Shaun Bailey

Personal information
- Full name: Shaun Peter Bailey
- Born: 19 February 1990 (age 36) Norwich, Norfolk, England
- Nickname: Bud
- Batting: Right-handed
- Bowling: Right-arm fast-medium
- Role: Bowler

Domestic team information
- 2007–2009: Norfolk
- 2008: Northamptonshire (squad no. 28)

Career statistics
| Competition | First-class |
| Matches | 1 |
| Runs scored | 18 |
| Batting average | 9 |
| 100s/50s | 0/0 |
| Top score | 15 |
| Balls bowled | 156 |
| Wickets | 3 |
| Bowling average | 42.33 |
| 5 wickets in innings | 0 |
| 10 wickets in match | 0 |
| Best bowling | 2/119 |
| Catches/stumpings | 1/- |
- Source: CricInfo, 20 May 2022

= Shaun Bailey (cricketer) =

English cricketer

Shaun Peter Bailey (born 19 February 1990) is an English cricketer.
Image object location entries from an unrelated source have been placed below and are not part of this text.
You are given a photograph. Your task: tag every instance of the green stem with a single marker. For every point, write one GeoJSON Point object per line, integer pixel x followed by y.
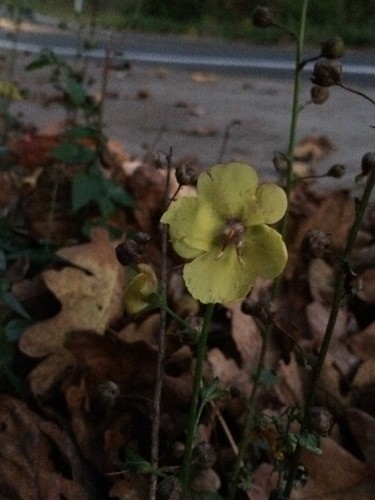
{"type": "Point", "coordinates": [335, 308]}
{"type": "Point", "coordinates": [193, 412]}
{"type": "Point", "coordinates": [283, 229]}
{"type": "Point", "coordinates": [295, 108]}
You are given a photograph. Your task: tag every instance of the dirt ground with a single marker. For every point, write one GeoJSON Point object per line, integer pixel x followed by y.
{"type": "Point", "coordinates": [155, 108]}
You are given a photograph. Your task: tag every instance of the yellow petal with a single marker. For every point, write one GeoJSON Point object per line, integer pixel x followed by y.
{"type": "Point", "coordinates": [210, 279]}
{"type": "Point", "coordinates": [230, 277]}
{"type": "Point", "coordinates": [264, 252]}
{"type": "Point", "coordinates": [139, 290]}
{"type": "Point", "coordinates": [228, 188]}
{"type": "Point", "coordinates": [193, 226]}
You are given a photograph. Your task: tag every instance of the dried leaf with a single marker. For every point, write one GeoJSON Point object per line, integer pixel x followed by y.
{"type": "Point", "coordinates": [333, 474]}
{"type": "Point", "coordinates": [362, 426]}
{"type": "Point", "coordinates": [90, 295]}
{"type": "Point", "coordinates": [30, 451]}
{"type": "Point", "coordinates": [362, 344]}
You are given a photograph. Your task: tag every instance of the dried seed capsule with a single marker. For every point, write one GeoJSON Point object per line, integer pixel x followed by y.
{"type": "Point", "coordinates": [127, 252]}
{"type": "Point", "coordinates": [109, 393]}
{"type": "Point", "coordinates": [336, 171]}
{"type": "Point", "coordinates": [316, 243]}
{"type": "Point", "coordinates": [318, 94]}
{"type": "Point", "coordinates": [367, 163]}
{"type": "Point", "coordinates": [327, 73]}
{"type": "Point", "coordinates": [262, 17]}
{"type": "Point", "coordinates": [204, 455]}
{"type": "Point", "coordinates": [333, 48]}
{"type": "Point", "coordinates": [321, 420]}
{"type": "Point", "coordinates": [186, 176]}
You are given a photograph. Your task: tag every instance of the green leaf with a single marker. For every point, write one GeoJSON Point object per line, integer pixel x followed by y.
{"type": "Point", "coordinates": [3, 261]}
{"type": "Point", "coordinates": [46, 59]}
{"type": "Point", "coordinates": [268, 377]}
{"type": "Point", "coordinates": [80, 131]}
{"type": "Point", "coordinates": [14, 329]}
{"type": "Point", "coordinates": [72, 153]}
{"type": "Point", "coordinates": [76, 93]}
{"type": "Point", "coordinates": [117, 193]}
{"type": "Point", "coordinates": [311, 442]}
{"type": "Point", "coordinates": [85, 189]}
{"type": "Point", "coordinates": [8, 299]}
{"type": "Point", "coordinates": [94, 187]}
{"type": "Point", "coordinates": [106, 206]}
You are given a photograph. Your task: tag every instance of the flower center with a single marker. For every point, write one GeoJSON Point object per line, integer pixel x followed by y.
{"type": "Point", "coordinates": [233, 233]}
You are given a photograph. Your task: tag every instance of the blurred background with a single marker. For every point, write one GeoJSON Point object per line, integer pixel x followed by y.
{"type": "Point", "coordinates": [228, 19]}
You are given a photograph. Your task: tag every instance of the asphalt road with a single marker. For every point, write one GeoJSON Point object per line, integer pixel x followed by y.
{"type": "Point", "coordinates": [177, 52]}
{"type": "Point", "coordinates": [157, 105]}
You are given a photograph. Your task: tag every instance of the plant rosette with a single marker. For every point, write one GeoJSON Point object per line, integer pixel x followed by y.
{"type": "Point", "coordinates": [224, 233]}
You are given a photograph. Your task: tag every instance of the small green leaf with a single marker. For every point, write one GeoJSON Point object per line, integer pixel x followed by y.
{"type": "Point", "coordinates": [85, 189]}
{"type": "Point", "coordinates": [46, 59]}
{"type": "Point", "coordinates": [268, 377]}
{"type": "Point", "coordinates": [3, 261]}
{"type": "Point", "coordinates": [80, 131]}
{"type": "Point", "coordinates": [311, 442]}
{"type": "Point", "coordinates": [8, 299]}
{"type": "Point", "coordinates": [72, 153]}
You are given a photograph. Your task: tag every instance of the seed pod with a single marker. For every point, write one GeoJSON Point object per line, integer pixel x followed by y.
{"type": "Point", "coordinates": [109, 393]}
{"type": "Point", "coordinates": [262, 17]}
{"type": "Point", "coordinates": [327, 73]}
{"type": "Point", "coordinates": [367, 163]}
{"type": "Point", "coordinates": [333, 48]}
{"type": "Point", "coordinates": [321, 420]}
{"type": "Point", "coordinates": [186, 176]}
{"type": "Point", "coordinates": [336, 171]}
{"type": "Point", "coordinates": [127, 253]}
{"type": "Point", "coordinates": [318, 94]}
{"type": "Point", "coordinates": [204, 455]}
{"type": "Point", "coordinates": [316, 243]}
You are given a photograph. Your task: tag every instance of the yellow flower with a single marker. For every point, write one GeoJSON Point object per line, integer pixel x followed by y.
{"type": "Point", "coordinates": [140, 289]}
{"type": "Point", "coordinates": [224, 232]}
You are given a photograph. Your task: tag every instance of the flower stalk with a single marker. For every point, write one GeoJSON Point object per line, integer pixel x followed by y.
{"type": "Point", "coordinates": [193, 412]}
{"type": "Point", "coordinates": [283, 230]}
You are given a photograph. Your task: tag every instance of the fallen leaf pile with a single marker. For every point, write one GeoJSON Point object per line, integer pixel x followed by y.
{"type": "Point", "coordinates": [90, 369]}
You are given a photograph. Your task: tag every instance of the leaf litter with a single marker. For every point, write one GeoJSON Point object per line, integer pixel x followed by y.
{"type": "Point", "coordinates": [90, 369]}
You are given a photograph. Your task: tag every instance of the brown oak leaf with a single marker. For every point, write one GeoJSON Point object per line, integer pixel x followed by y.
{"type": "Point", "coordinates": [90, 294]}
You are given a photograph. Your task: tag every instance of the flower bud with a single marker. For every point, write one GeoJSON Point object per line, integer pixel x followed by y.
{"type": "Point", "coordinates": [186, 176]}
{"type": "Point", "coordinates": [327, 73]}
{"type": "Point", "coordinates": [262, 17]}
{"type": "Point", "coordinates": [280, 162]}
{"type": "Point", "coordinates": [318, 94]}
{"type": "Point", "coordinates": [127, 253]}
{"type": "Point", "coordinates": [333, 48]}
{"type": "Point", "coordinates": [316, 243]}
{"type": "Point", "coordinates": [320, 420]}
{"type": "Point", "coordinates": [367, 163]}
{"type": "Point", "coordinates": [336, 171]}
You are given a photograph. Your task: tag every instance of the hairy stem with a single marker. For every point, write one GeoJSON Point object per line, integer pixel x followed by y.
{"type": "Point", "coordinates": [289, 184]}
{"type": "Point", "coordinates": [335, 308]}
{"type": "Point", "coordinates": [161, 352]}
{"type": "Point", "coordinates": [193, 412]}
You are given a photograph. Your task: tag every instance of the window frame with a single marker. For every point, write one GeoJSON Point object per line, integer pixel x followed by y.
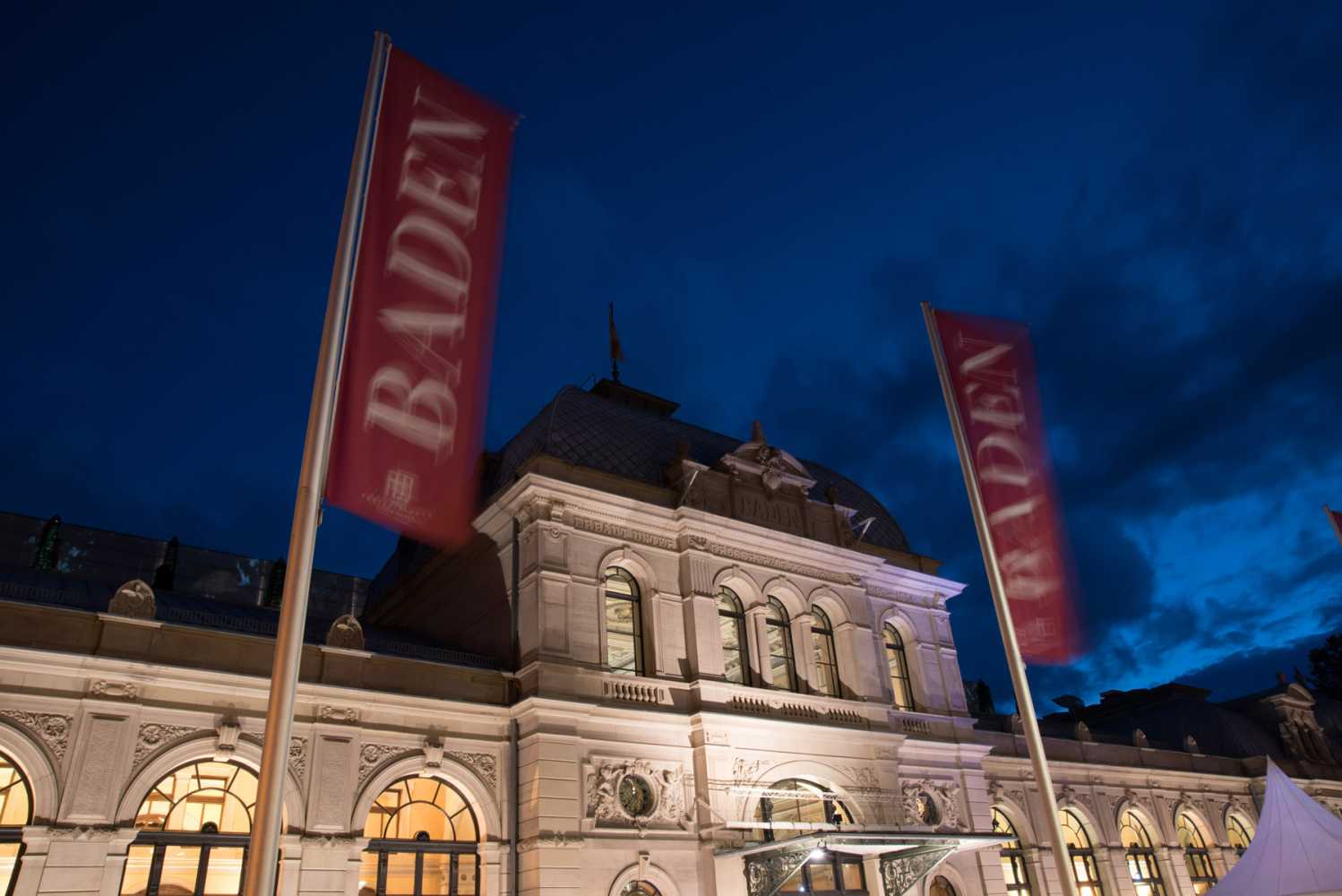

He is a right-handed batsman and a right-arm medium-fast bowler who played for Northamptonshire.

Bailey was born at Norwich and made his cricketing debut in the East Anglian Premier Cricket League for Swardeston at the age of thirteen. He was educated at Hockham School and Wayland Community High School, first played for Northamptonshire's Second XI in the 2005 Second XI Championship. Following an appearance in the 2007 MCCA Trophy, Bailey made his only first-class appearance in 2008. After failing to break into the first team, he left Northamptonshire at the end of the 2009 season.